Penalizzato, come nel 2003. Tra tutte le imprese del pesarese, sono altre due le rimonte che con la risalita cui il pesarese sarà chiamato domenica, hanno in comune la penalizzazione in gara, a partire da quella del 2003 sul circuito di Phillip Island. Il campione di Tavullia sempre sul podio da 20 gare consecutive ha già chiuso matematicamente la partita del titolo iridato a Sepang, ma incontenibile al sabato strappava via in qualifica pole e record del circuito australiano. In gara però si trova a lottare prima con Troy Bayliss, Sete Gibernau e poi anche Marco Melandri, scattato davanti al pesarese come ai tempi della 250cc. Ma al 12esimo giro il colpo di scena: Rossi viene sanzionato con 10 secondi di penalizzazione per il sorpasso in regime di bandiera gialla ai danni del ravennate, subito dopo la caduta di Bayliss che, rimasto a terra senza conoscenza, sarebbe stato trasportato all’ospedale di Melbourne. Ma Vale “ha chiuso gli occhi” e ha corso al 100%. “Neanche io pensavo di farcela” avrebbe detto, dopo aver imposto un ritmo impossibile fino a chiudere primo alla bandiera a scacchi con un margine di oltre 15 secondi sul connazionale. Il resto è storia. Vale omaggia Barry Sheene con una bandiera con il numero 7, fatta utilizzando il lenzuolo dell’hotel. Indimenticabile. Così come è impossibile da cancellare è un’altra rimonta epica, quella del 2004, in Qatar, quando il pesarese conquistava l’ottavo tempo in qualifica, ma veniva retrocesso in 23esima posizione perché i meccanici nottetempo avevano pulito illegalmente la casella. Al suo fianco, dalla 24esima casella scattava Max Biaggi, penalizzato anche lui perché il team del Corsaro aveva gommato la casella. A vincere in quella gara fu Sete Gibernau, su cui ricaddero i sospetti di aver fatto da spia in Direzione Gara, mentre quando si spensero i semafori, Rossi partì con una carica senza precedenti che alla fine del primo giro lo portava in ottava posizione, poi in quarta alla quarta tornata, staccato di appena 5 secondi da Gibernau al comando della corsa. Ma accecato dalla rabbia, la rimonta del pesarese si chiuse in una caduta, al sesto giro. Biaggi invece in sella alla Honda chiuse sesto, un risultato record con cui ancora oggi è in testa alla classifica delle rimonte più grandi della storia della MotoGP.
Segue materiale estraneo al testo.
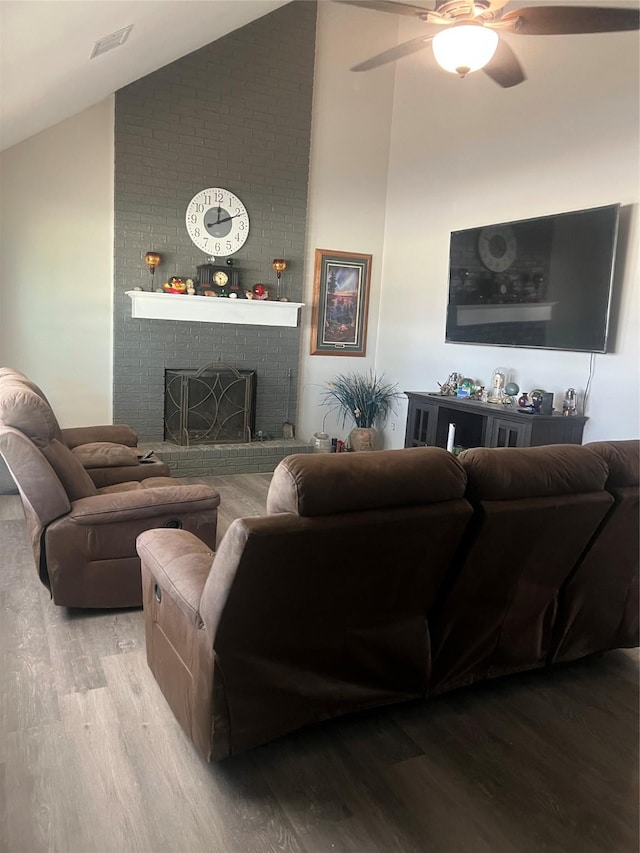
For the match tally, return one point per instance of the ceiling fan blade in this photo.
(504, 67)
(570, 20)
(394, 53)
(395, 8)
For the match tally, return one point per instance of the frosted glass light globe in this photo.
(463, 48)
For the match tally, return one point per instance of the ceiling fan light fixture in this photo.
(464, 47)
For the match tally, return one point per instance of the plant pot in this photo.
(362, 438)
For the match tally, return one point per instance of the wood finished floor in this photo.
(91, 759)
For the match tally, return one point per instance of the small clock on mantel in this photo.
(211, 276)
(217, 222)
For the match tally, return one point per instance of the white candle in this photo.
(451, 437)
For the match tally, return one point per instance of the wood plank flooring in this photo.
(92, 760)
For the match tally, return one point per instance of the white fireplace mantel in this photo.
(206, 309)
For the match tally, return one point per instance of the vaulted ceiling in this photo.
(47, 75)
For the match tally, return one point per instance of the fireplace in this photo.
(212, 405)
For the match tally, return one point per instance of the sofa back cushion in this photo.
(598, 606)
(43, 496)
(13, 378)
(70, 471)
(24, 410)
(329, 483)
(536, 511)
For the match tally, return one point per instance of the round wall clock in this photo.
(217, 221)
(497, 247)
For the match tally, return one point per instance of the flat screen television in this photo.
(542, 283)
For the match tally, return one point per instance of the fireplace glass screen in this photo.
(213, 405)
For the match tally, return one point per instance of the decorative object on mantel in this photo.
(279, 265)
(152, 260)
(260, 292)
(175, 285)
(340, 303)
(364, 399)
(498, 382)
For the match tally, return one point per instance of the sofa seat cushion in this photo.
(135, 485)
(102, 454)
(324, 484)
Come a Valencia nel 2005. Ma non è tutto. Non ancora. Perché la migliore rimonta del carriera del Dottore sarebbe arrivata a Valencia, nel 2005, su quello stesso circuito dove domenica si giocherà lo scontro finale. Valentino Rossi è al suo secondo anno in Yamaha ed è già campione del mondo per il secondo anno consecutivo in sella alla M1 a Sepang, con quattro gare di anticipo rispetto alla fine del mondiale. Ma all’ultimo round stagionale, il Dottore scatta 15esimo in griglia, complice una caduta in qualifica. Alla fine della prima tornata il pesarese è già ottavo, poi quinto al quarto passaggio. Davanti a lui ci sono Max Biaggi e Carlos Checa. Valentino infila prima Biaggi, poi anche Checa. Al settimo giro Rossi è terzo, alle spalle di Marco Melandri e Nicky Hayden che viaggiano a 5 secondi dal Dottore. Giro dopo giro il suo ritardo scende in fretta, ma i giri al traguardo non bastano per recuperare un tale svantaggio su un circuito così corto e dove il pesarese chiuderà terzo alla bandiera a scacchi. Da 15esimo al podio, in un capolavoro che al Dottore è riuscito una sola volta e che resta la rimonta più significativa della sua carriera, almeno fino ad oggi. Un risultato che se si ripetesse domenica prossima con Jorge Lorenzo secondo al traguardo, gli permetterebbe di mettere le mani sul decimo alloro iridato. Ma esattamente un anno dopo, sempre a Valencia, Rossi avrebbe invece visto sfumare il sogno del terzo mondiale consecutivo con la Yamaha: a violare la sua imbattibilità quinquennale sarebbe stato Nicky Hayden che terzo alla bandiera a scacchi coglieva il suo primo e quello, che in virtù del suo passaggio in Superbike nel 2016, sarebbe stato il suo unico titolo in MotoGP. Nel 2006 Rossi avrebbe comunque regalato altre due epiche rimonte, a Donington, da 12esimo in griglia e secondo al traguardo, e al Sachsenring, da 11esimo in griglia al gradino più alto del podio dove avrebbe festeggiato la vittoria indossando la maglia azzurra numero 23 di Marco Materazzi, il Matrix della Nazionale di calcio, fresca campione del mondo.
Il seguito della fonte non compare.